2 Florida roadways make the top 10 in wrongful death incidents

On Behalf of | Nov 11, 2015 | Wrongful Death |

Interstate roadways are useful for drivers to get from one place to another and to deliver goods to businesses and individuals. However, when there is a long stretch of road where many vehicles travel, it is inevitable that there will be accidents. Unfortunately, many of these accidents result in a fatality. Studies are often undertaken to try and determine which of these roads are the most dangerous. Recent research has shown that two of the top 10 dangerous roadways in the United States are in Florida.

The study used information from the National Highway Traffic Safety Administration for incidents involving a fatal car crash, truck crash and other vehicles from 2013. Approximately 90 people die each day on the nation’s roadways. On major interstates across the country, there were 2,867 fatal crashes in that year. The number of accidents within 10 miles of particular roadways led to the determination as to which are considered the most deadly.

The highest number of fatal accidents occurred on Interstate 285 in Georgia in which there were 3.5 crashes for every 10 miles. On Interstate 295 in Florida, there were 2.6 accidents for every 10 miles. It ranked sixth. Interstate 4 in Florida was ranked ninth with 32 crashes and 33 deaths for every 10 miles. Of all interstates across the country, I-4 covered the most ground of all roadways that made the list at more than 150 miles.
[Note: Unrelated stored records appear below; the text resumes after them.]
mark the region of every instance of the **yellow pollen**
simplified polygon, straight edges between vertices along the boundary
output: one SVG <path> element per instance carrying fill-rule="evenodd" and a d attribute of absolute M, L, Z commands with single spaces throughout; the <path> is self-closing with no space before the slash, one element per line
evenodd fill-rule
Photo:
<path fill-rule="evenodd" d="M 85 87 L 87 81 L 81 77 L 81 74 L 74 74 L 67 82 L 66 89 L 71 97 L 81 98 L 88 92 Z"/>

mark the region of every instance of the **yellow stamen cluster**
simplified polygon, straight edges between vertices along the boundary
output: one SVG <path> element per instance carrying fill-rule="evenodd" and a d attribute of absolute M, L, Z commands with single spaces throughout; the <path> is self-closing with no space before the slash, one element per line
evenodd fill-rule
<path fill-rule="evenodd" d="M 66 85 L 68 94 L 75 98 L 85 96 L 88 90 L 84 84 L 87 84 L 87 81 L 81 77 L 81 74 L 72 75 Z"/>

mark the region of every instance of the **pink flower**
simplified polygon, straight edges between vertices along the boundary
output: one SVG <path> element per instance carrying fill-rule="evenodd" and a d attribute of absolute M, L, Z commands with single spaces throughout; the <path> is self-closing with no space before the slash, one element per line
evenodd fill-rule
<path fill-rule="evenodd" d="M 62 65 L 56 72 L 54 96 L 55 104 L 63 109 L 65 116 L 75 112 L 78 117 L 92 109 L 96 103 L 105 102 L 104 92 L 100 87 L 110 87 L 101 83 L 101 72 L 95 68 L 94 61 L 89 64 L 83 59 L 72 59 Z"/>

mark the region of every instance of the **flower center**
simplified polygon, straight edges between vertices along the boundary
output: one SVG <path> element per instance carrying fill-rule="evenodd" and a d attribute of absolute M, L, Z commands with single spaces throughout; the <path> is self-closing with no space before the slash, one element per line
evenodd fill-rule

When people head out on the road in Florida, the last thing they or their family is expecting is that they will be the ones who become part of these statistics and are killed in a fatal accident. As these numbers show, it does happen quite frequently. Those who have been confronted with the loss of a loved one need to understand their rights to seek compensation through a wrongful death lawsuit with help from an attorney.